BY Radheyan SimonpillaiPublished Jun 7, 2007

In the "behind the scenes” look at Sidney Lumet’s forgotten nugget, Prince of the City, the director mentions the mixed reviews and poor box office take that his film opened to. It isn’t hard to imagine how this tense and atmospheric portrait of a corrupt cop got lost in the shuffle back in 1981, which was a transitional period of sorts. While Prince of the City is a rich and meticulous character study in the fashion of the finest gritty dramas from the golden ’70s, it was headlined by the melodramatic tough cop that the ’80s seemed to have had a hard on for.

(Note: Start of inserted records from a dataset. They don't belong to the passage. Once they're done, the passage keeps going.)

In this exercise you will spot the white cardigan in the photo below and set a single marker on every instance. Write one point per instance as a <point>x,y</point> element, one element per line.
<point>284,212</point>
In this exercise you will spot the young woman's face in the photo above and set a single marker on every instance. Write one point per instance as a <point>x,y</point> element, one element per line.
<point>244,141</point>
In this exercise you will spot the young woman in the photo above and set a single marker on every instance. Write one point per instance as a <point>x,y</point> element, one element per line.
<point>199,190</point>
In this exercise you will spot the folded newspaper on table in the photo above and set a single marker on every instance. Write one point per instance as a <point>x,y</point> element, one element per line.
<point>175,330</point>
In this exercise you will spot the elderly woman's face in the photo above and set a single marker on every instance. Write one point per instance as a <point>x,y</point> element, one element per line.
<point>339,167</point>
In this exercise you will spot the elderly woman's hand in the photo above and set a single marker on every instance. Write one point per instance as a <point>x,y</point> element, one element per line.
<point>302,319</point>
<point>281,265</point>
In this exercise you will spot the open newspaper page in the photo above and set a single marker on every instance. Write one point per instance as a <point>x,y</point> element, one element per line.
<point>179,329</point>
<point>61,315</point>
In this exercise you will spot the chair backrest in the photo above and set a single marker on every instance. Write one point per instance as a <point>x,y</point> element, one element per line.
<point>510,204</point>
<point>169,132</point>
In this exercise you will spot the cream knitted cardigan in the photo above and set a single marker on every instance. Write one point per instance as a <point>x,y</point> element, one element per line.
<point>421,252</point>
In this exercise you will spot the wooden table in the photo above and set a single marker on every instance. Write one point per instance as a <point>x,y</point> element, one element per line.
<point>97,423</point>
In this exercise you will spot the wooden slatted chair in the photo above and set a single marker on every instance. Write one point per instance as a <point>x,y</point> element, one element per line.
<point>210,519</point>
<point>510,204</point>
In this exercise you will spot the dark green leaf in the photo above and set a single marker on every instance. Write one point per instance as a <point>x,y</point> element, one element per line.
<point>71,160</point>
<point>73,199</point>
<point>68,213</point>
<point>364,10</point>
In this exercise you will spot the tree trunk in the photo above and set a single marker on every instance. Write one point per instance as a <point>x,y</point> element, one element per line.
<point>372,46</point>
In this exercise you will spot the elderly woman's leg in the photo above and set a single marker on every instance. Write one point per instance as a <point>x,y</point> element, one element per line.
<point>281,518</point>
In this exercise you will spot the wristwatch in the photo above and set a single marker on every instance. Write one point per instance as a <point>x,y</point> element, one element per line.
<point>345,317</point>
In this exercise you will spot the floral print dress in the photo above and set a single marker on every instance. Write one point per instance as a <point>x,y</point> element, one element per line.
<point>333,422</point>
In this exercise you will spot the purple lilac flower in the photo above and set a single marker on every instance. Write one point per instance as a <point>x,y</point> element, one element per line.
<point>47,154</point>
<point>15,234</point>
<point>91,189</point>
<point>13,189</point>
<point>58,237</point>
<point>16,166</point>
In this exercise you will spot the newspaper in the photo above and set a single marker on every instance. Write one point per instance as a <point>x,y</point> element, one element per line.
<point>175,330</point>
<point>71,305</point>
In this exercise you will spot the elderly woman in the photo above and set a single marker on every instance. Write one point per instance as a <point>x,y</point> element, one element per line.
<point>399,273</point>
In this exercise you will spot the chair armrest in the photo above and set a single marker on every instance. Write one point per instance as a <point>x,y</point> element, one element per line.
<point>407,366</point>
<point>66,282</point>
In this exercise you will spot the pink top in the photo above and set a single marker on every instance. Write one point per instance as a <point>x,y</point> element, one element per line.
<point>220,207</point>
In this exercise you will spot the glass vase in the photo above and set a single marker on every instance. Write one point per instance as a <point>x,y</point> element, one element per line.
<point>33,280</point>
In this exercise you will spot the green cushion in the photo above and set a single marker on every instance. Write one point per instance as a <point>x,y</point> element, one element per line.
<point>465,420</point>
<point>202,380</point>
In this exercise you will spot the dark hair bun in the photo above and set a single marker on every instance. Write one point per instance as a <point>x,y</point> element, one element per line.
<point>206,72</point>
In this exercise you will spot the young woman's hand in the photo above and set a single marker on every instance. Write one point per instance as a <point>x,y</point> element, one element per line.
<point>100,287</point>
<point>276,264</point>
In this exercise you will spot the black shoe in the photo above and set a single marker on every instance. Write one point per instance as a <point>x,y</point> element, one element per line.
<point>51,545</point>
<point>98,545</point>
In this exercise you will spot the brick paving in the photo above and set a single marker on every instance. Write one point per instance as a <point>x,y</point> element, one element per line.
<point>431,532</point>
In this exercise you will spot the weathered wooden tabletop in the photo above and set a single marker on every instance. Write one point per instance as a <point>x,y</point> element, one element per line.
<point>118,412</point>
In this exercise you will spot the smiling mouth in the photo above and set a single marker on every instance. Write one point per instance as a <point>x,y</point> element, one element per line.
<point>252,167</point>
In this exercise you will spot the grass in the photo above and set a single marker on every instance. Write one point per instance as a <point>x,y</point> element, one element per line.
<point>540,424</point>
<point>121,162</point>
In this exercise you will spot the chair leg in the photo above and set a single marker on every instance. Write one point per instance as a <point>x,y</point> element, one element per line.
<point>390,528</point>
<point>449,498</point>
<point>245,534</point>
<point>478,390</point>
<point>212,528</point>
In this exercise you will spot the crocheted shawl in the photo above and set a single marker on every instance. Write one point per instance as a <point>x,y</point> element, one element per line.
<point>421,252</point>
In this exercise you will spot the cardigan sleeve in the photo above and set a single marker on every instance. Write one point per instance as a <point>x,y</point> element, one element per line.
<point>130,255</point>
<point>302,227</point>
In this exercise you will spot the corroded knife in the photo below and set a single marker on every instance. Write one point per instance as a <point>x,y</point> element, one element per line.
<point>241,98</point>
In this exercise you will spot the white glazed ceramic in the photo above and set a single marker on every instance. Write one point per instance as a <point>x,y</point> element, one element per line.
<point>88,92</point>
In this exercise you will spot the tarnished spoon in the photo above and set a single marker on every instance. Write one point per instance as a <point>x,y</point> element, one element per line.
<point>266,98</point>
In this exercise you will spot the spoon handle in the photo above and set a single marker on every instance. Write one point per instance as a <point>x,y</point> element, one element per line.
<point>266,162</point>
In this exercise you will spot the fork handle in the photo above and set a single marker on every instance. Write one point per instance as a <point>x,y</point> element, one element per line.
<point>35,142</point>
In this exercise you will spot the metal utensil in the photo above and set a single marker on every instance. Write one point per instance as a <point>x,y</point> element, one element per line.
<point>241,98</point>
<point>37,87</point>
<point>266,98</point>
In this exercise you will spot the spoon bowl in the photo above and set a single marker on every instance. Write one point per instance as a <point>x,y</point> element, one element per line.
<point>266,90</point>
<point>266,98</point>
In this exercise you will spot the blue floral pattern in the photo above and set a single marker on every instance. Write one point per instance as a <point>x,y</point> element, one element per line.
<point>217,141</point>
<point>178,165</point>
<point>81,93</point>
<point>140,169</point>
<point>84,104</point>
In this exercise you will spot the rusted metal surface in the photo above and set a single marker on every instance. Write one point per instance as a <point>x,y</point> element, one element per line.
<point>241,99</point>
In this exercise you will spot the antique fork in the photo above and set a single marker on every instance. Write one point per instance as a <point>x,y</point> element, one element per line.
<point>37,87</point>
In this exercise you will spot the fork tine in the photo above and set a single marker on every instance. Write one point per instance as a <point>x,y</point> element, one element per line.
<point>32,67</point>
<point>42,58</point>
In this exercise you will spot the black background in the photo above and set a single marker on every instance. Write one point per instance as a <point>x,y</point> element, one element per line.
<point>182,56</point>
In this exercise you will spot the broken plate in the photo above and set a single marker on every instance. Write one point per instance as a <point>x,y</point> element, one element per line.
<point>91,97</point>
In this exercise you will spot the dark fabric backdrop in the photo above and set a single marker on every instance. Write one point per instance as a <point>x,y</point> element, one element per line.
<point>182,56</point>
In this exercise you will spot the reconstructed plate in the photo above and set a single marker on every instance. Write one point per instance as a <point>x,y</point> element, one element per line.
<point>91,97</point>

Caught between these two very different eras, the film seemed to have slipped into an elapsed vault and remained there until now, reappearing on a new double-disc DVD. Based on the true story of Robert Leuci (who also appears on the "behind the scenes” featurette), Prince of the City is a finely detailed and sprawling account of a corrupt undercover narcotics cop, Danny Ciello (Treat Williams in a performance that he has never matched), who seeks redemption by "turning.” Seeking freedom from his own guilt, Ciello goes undercover to expose other crooked cops amongst the NYPD. What begins as a few routine wiretap jobs quickly expands into years of bureaucratic paper work, repeated cross-examinations, endless legal squabbles, death threats and finally, Ciello being forced to betray his own partners. It’s an ambitious project from Lumet, a man that sat amongst the monarchs of the ’70s with films like Serpico, which Prince closely resembles, Dog Day Afternoon and Network, and whose sure-fire direction and talent for eliciting solid performances find a worthy showcase in this film. Yet the filmmaker takes a few ill-advised turns in the extensive 167-minute narrative, which favours the macho and the melodramatic. So, while the film is still worthwhile viewing, these regrettable choices make us wonder what kind of masterpiece Prince of the City would have been had it appeared just two years earlier and steered clear of the ’80s.